Y todo dentro de una escritura que combina de un modo MAGISTRAL, así con mayúsculas, las imágenes interiores y propias de la autora con una exuberante cultura libresca (la Biblia, Shakespeare, los metafísicos ingleses, ese genial “amor vegetal” de Andrew Marvell) que se combina perfectamente en momentos como este: “Me veo infestada por una horda de deseos: una paloma me picotea el corazón, un gato hurga en la cueva de mi sexo y en mi cabeza ladra una jauría, bajo el látigo de un cazador que ordena a gritos destrucción y estragos, mientras las horas acumulan torturas para poner mi resistencia a prueba. Y si gritase, ¿quién me oiría entre el coro de los ángeles?” (O, para comparar, en la traducción ya inencontrable de Lumen: "Estoy infestada por una marabunta de deseos. Mi corazón es devorado por una paloma, un gato hurga en la cueva de mi sexo; sabuesos obedecen en mi cabeza a un adiestrador que sólo grita cosas confusas, a medida que las horas ponen a prueba mi resistencia con un cúmulo de torturas. ¿Quién, si lloro, me escucharía entre las órdenes angelicales?”).
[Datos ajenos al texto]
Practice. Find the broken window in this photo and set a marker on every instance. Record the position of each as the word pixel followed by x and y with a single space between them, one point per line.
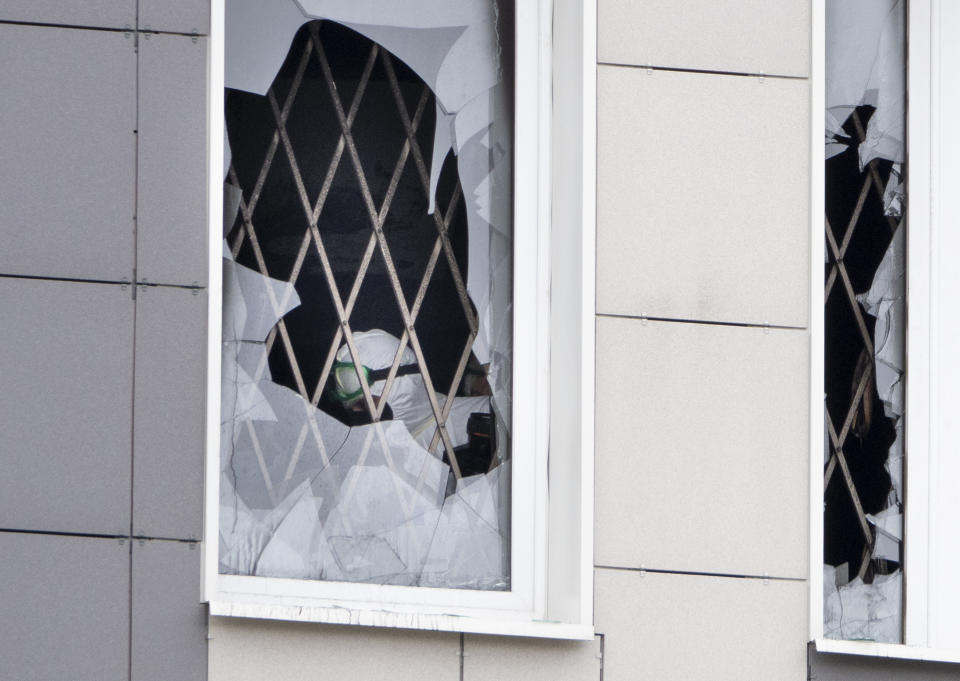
pixel 366 406
pixel 864 320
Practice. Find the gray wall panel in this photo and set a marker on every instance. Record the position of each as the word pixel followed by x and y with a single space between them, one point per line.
pixel 66 608
pixel 66 366
pixel 98 13
pixel 172 217
pixel 67 121
pixel 168 418
pixel 169 622
pixel 175 16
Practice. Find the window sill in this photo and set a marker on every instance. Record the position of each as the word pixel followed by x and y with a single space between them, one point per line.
pixel 394 618
pixel 890 650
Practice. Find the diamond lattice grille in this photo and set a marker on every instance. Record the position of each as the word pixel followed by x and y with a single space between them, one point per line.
pixel 379 188
pixel 857 234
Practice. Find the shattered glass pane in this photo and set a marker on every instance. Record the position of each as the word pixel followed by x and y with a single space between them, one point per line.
pixel 367 321
pixel 864 320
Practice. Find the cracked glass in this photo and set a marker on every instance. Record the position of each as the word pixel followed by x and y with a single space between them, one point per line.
pixel 367 293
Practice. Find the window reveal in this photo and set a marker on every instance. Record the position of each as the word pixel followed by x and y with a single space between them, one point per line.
pixel 351 331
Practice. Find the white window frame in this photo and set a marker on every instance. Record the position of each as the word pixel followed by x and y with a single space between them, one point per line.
pixel 552 506
pixel 932 465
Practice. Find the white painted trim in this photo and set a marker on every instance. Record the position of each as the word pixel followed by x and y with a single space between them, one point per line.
pixel 405 620
pixel 815 324
pixel 215 175
pixel 588 306
pixel 891 650
pixel 519 612
pixel 943 625
pixel 917 414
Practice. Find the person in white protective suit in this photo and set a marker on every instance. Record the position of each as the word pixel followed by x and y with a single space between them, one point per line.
pixel 408 397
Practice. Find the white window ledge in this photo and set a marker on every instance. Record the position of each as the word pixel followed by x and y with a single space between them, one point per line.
pixel 890 650
pixel 404 620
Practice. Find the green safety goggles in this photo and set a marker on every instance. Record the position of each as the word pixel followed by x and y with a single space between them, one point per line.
pixel 347 387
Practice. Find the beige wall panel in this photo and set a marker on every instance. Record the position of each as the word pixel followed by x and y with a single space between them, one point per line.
pixel 702 454
pixel 665 627
pixel 702 196
pixel 255 650
pixel 744 36
pixel 490 658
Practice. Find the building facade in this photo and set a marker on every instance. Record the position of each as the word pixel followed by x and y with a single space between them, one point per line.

Leer En Grand Central Station me senté y lloré es, sobre todo, una prueba contra la que comparar el propio amor, el del lector o la lectora, una evidencia de que sólo a algunas almas (no hay que olvidar que, aunque poética y ficcionalizada, es una autobiografía) les es dado sentir con toda su plenitud el amor, un amor que sólo puede terminar en el grito desesperado de la última frase: “Amor mío, cariño, ¿me oyes, desde ahí dónde duermes?”
Banda sonora
“No sé cómo puedes atreverte a venir y a pedirme que te acepte / cuando tú no has aceptado ni una sola de las cosas que te pido. // Ya sé qué no tenia que haber venido / pero dónde puedo estar mejor que aquí contigo” (“No sé cómo te atreves”, Los Planetas).